Python is far from a top performer according to benchmark test...

C

Carl

"Nine Language Performance Round-up: Benchmarking Math & File I/O"
http://www.osnews.com/story.php?news_id=5602

I think this is an unfair comparison! I wouldn't dream of developing a
numerical application in Python without using prebuilt numerical libraries
and data objects such as dictionaries and lists.

I have been experimenting with numerical algorithms in Python with a heavy
use of the Numeric module. My experience is that Python is quite fast in
comparison with (and sometimes as fast as) traditional languages such as C
or C++.

The greatest advantage of Python is the great increase in productivity and
the generation of a much smaller number of bugs due to the very clean and
compact structure Python invites you to produce. Sometimes it amazes me how
fast I can produce a working algorithm in Python. The step from an
algorithmic outline on a paper to a working code is very short. The
interactive nature of the Python console invites numerical experimentation
and data exploration. This wasn't mentioned in the article, what a pity!

Carl
 
I

Irmen de Jong

Carl said:
"Nine Language Performance Round-up: Benchmarking Math & File I/O"
http://www.osnews.com/story.php?news_id=5602

This benchmark is beaten to pulp in the discussion about it on slashdot.
It's a real stupid benchmark (as most benchmarks are) IMNSHO.

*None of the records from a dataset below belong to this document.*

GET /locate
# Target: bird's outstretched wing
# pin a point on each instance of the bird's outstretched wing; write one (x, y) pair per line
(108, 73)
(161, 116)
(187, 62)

I mean, using python's arbitrary precision long object for 'math'
and comparing it to the other languages' long /machine types/... come on.
And thats just one of the flaws.

--Irmen
 
K

Krzysztof Stachlewski

I have been experimenting with numerical algorithms in Python with a heavy
use of the Numeric module. My experience is that Python is quite fast in
comparison with (and sometimes as fast as) traditional languages such as C
or C++.

With "heavy use of Numeric module" you were calling functions
written in C. So how can you say that Python is fast,
when C code is doing all the work.

Stach
 
S

Samuel Walters

|Thus Spake Krzysztof Stachlewski On the now historical date of Fri, 09
Jan 2004 22:13:58 +0100|
With "heavy use of Numeric module" you were calling functions written in
C. So how can you say that Python is fast, when C code is doing all the
work.

Because python works best as a glue layer coordinating outside libraries
and functionality. I think the true strength of python comes from a
one-two punch of "Fast and pretty implementation with easy interface to
lower level tools." When python is not the right tool, we code our
solution with the right tool and then use python to glue all the right
tools together. For numerical processing, C is the right tool, but python
is not. Therefore, noone tried to use the wrong tool, they just used the
right tool and gave it python bindings so that python could act as a
coordinator.

I read the benchmark and I think it doesn't measure python in it's target
area. That's like taking a world-class marathon runner and wondering why
he doesn't compete well in a figure-skating event.

Sam Walters.
 
J

JanC

Krzysztof Stachlewski said:
With "heavy use of Numeric module" you were calling functions
written in C. So how can you say that Python is fast,
when C code is doing all the work.

I think all (or at least most) of the tested compilers, VMs, etc. were
written in C/C++, and thus are using libraries written in C/C++...
 
J

Jeff Epler

numarray is probably the perfect example of getting extremely good
performance from a few simple constructs coded in C. (numarray-0.8 is
less then 50k lines of C code, including comments and blank lines, so
it's also very simple given the amount of "bang" it provides)

All your important logic is in Python, you're in no way stuck worrying
about buffer lengths, when to call free(), and all those other things
that drive me crazy when I try to write in C.

If I had to execute my Python programs without executing any code
written in "C" behind the scenes, well, I'd be stuck. Of course, the
situation is about the same for any language you care to name, and if
not then substitute "machine code".

Jeff
 
I

Iwan van der Kleyn

Carl said:
I think this is an unfair comparison! I wouldn't dream of developing a
numerical application in Python without using prebuilt numerical libraries
and data objects such as dictionaries and lists.

Well, that may be true. And many applications spend most of their time
in fast libraries anyway (GUI/DB/app servers) etc. Nice examples are Boa
Constructor and Eric3 which are fully implemented in Python and run
comfortably fast, thanks to the WxWindows and Qt libraries.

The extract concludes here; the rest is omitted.